Dans tous les cas, l’euthanasie est une expérience de dépendance ! Si on demande l’euthanasie, c’est que par définition, on reçoit de l’autre la mort. La vraie question est donc : « Veut-on recevoir de l’autre le soin, ou recevoir de l’autre la mort ? » Une société qui ne sait pas promettre le soin ne peut que proposer la mort. La question que vous posez est importante, et elle n’est pas dépourvue d’incidence concrète dans la discussion politique, parce que le sujet est sans doute aussi de réussir à formuler ce qu’on veut dire. C’est la grande question de Saint-Exupéry : que faut-il dire aux hommes ? Ne devons-nous pas formuler ce que nous voulons promettre à nos contemporains dans le langage de leurs aspirations légitimes, pour montrer que la vraie réponse ne se trouve pas là où on la leur propose aujourd’hui ?

En fait la politique est d’autant plus un dialogue de sourds qu’on s’interdit de poser la question du sens.

C’est la grande question du débat entre Platon et Aristote. Platon regarde la cité comme une masse irrationnelle, la foule étant nécessairement gouvernée par les passions, l’instinct, l’archaïsme de la pulsion. Et il faudrait que cette foule folle soit gouvernée par la petite élite de sages qui savent mieux que les fous quel est leur bien ; il faudrait donc réussir à contrer la folie du peuple pour imposer à sa tête la sagesse du petit nombre. Aristote pense, lui, et je ne serais pas loin d’être aristotélicien sur ce point, que l’esprit humain est tourné vers le vrai comme le tournesol vers le soleil et que, si le grand nombre pense quelque chose, il y a de grandes chances que le grand nombre ait raison – dans certaines conditions, et la condition absolue, c’est notamment l’éducation. Dans ces conditions, le peuple partage ce que l’on peut appeler le bon sens, ou le sens commun. Et quand on pense avoir raison seul contre tous, dit Aristote, il faut toujours commencer par s’inquiéter de soi-même, parce qu’il est rare d’avoir vu tout seul une vérité que personne n’aurait perçue. Donc, le sujet est plutôt de réussir à montrer comment ce que nous avons à offrir correspond aux aspirations du plus grand nombre, plutôt que de dire au plus grand nombre que ses aspirations sont mauvaises.

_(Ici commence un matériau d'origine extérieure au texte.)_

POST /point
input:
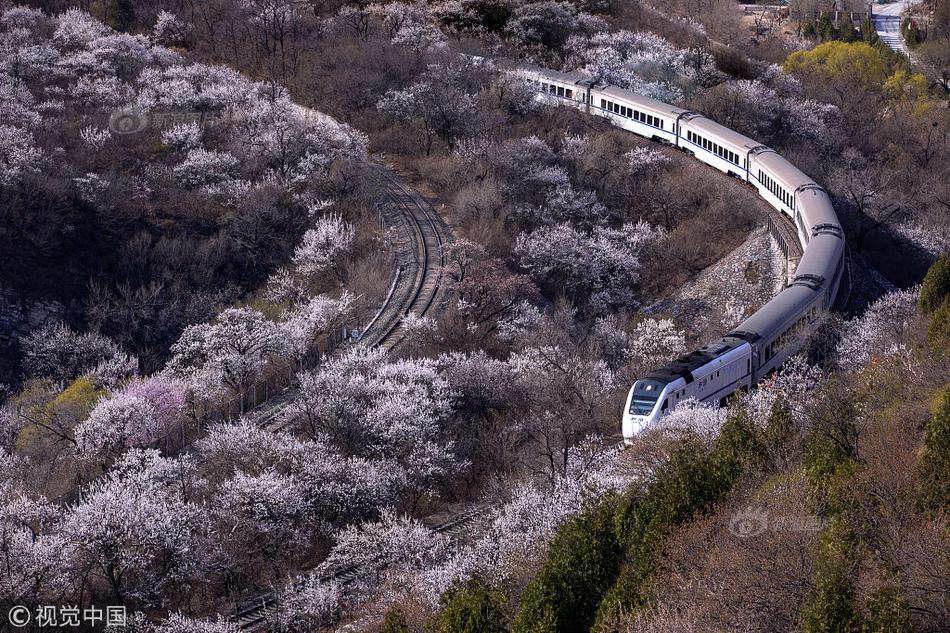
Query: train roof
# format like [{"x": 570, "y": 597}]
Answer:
[
  {"x": 645, "y": 103},
  {"x": 782, "y": 171},
  {"x": 572, "y": 77},
  {"x": 699, "y": 123},
  {"x": 773, "y": 317},
  {"x": 822, "y": 255},
  {"x": 684, "y": 366},
  {"x": 816, "y": 207}
]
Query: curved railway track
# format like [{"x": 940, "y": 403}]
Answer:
[
  {"x": 255, "y": 613},
  {"x": 420, "y": 259}
]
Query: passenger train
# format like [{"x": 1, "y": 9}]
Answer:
[{"x": 762, "y": 342}]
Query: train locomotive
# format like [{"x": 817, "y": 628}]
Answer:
[{"x": 761, "y": 343}]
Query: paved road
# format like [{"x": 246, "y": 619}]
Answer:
[{"x": 887, "y": 23}]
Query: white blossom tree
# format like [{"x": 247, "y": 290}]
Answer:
[
  {"x": 601, "y": 267},
  {"x": 362, "y": 406},
  {"x": 230, "y": 352},
  {"x": 60, "y": 354},
  {"x": 873, "y": 335},
  {"x": 18, "y": 154},
  {"x": 323, "y": 245},
  {"x": 170, "y": 30},
  {"x": 134, "y": 535}
]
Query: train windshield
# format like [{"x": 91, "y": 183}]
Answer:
[{"x": 645, "y": 395}]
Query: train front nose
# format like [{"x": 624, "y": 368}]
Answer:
[{"x": 632, "y": 425}]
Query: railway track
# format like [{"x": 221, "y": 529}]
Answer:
[{"x": 420, "y": 258}]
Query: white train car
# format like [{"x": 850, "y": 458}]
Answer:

Vous parliez des batailles qu’on peut gagner de manière inattendue.. En fait, pour vous, le plus grand ennemi, c’est la résignation ?

Il y a une grande lâcheté, en tous les cas, dans la résignation. Bernanos fustige les optimistes, ce qui m’a toujours plu parce que je suis allergique à l’optimisme béat ; mais il fustige aussi les pessimistes. Le vote macroniste, aux dernières élections, réunissait des électeurs qui se disaient optimistes. Pour nous, nous avons peut-être par contraste une tendance au pessimisme. Or, le pessimisme est aussi une manière de se défaire de sa responsabilité. Parce que si nous concluons toutes nos conversations par le fait que de toute façon, tout va finir par s’effondrer, alors pourquoi agir ? On vit sans doute une des périodes les plus critiques de l’histoire de notre pays, au sens étymologique de la crise, qui veut dire la croisée des chemins. C’est de ce que nous déciderons dans les années qui viendront que dépendra l’avenir à long terme de la France, et sa survie même. Si nous regardons l’histoire de notre pays, de notre civilisation, nous verrons qu’ils ont survécu à des moments plus sombres que ceux que l’on traverse aujourd’hui, par des actes d’espérance, qui ont toujours été des sursauts suscités par le courage de quelques-uns.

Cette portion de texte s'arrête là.